All through the album, Chris Bailey’s vocals are stunning. He’s rediscovered that snotty tone that helped to make the early Saints albums so special, but on slower tracks such as 'Other Side Of The World' and the closer 'War Of Independence', Bailey shows he can still really sing.
You probably won’t hear many of these songs on radio, but there are a lot of superb moments. Wicked wah-wah guitar on 'Declare War' and in the delicious riff that drives 'Trocadero'. The raw, punky rhythm and blues of 'Je Fuckin’ T’aime' that sounds like Them on speed. The jangly but still noisy ‘Other Side Of The World’ and 'So Close'. The acoustic guitars that embellish 'Getting Away With Murder' as Chris Bailey decries the state of this George Dubya world.
For the most part, this is a noisy, fast, punky album.
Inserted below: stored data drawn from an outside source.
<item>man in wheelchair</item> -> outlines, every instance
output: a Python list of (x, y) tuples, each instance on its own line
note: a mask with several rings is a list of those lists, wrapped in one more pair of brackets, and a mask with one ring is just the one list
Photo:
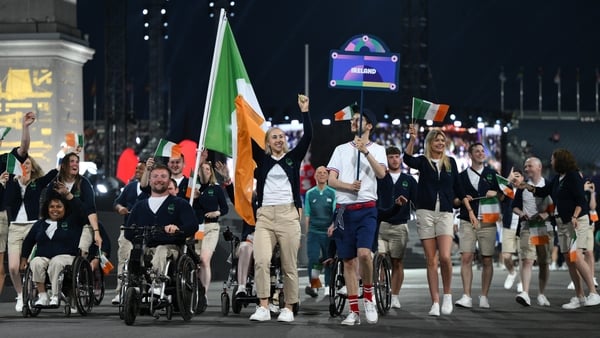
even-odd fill
[[(37, 288), (35, 307), (60, 305), (59, 277), (65, 267), (72, 265), (75, 257), (79, 256), (79, 239), (87, 223), (79, 199), (73, 198), (66, 189), (55, 192), (42, 205), (42, 218), (32, 226), (21, 251), (21, 269), (25, 270), (29, 264)], [(30, 256), (33, 258), (29, 260)], [(50, 297), (46, 291), (46, 272), (52, 286)]]
[[(166, 166), (156, 164), (147, 170), (150, 170), (151, 195), (147, 200), (136, 203), (131, 210), (125, 238), (136, 243), (136, 233), (140, 228), (152, 229), (146, 238), (143, 254), (152, 256), (150, 265), (155, 280), (164, 283), (170, 278), (166, 271), (168, 259), (177, 260), (186, 238), (193, 236), (198, 229), (198, 220), (186, 200), (169, 194), (171, 172)], [(140, 255), (134, 253), (134, 250), (138, 250), (136, 245), (130, 260), (135, 260)], [(164, 296), (164, 290), (151, 291), (155, 295)]]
Chris Bailey has continued to revel in the sounds of distorted electric guitars, as first rediscovered on 1997’s Howling. However, the Saints of the 21st century do not sound like, and are not trying to sound like, the Saints of those legendary first three albums in the late 1970s. And how could they, without the musical and lyrical talents of the great Ed Kuepper and the pivotal drumming of Ivor Hay? No, this is simply the latest in the long line of Saints line-ups and albums, and long may they prosper.
You can hear 'Enough Is Never Enough' and 'Trocadero' in their entirety on the Saints' MySpace page. These should be enough to convince you that this album is well worth seeking out.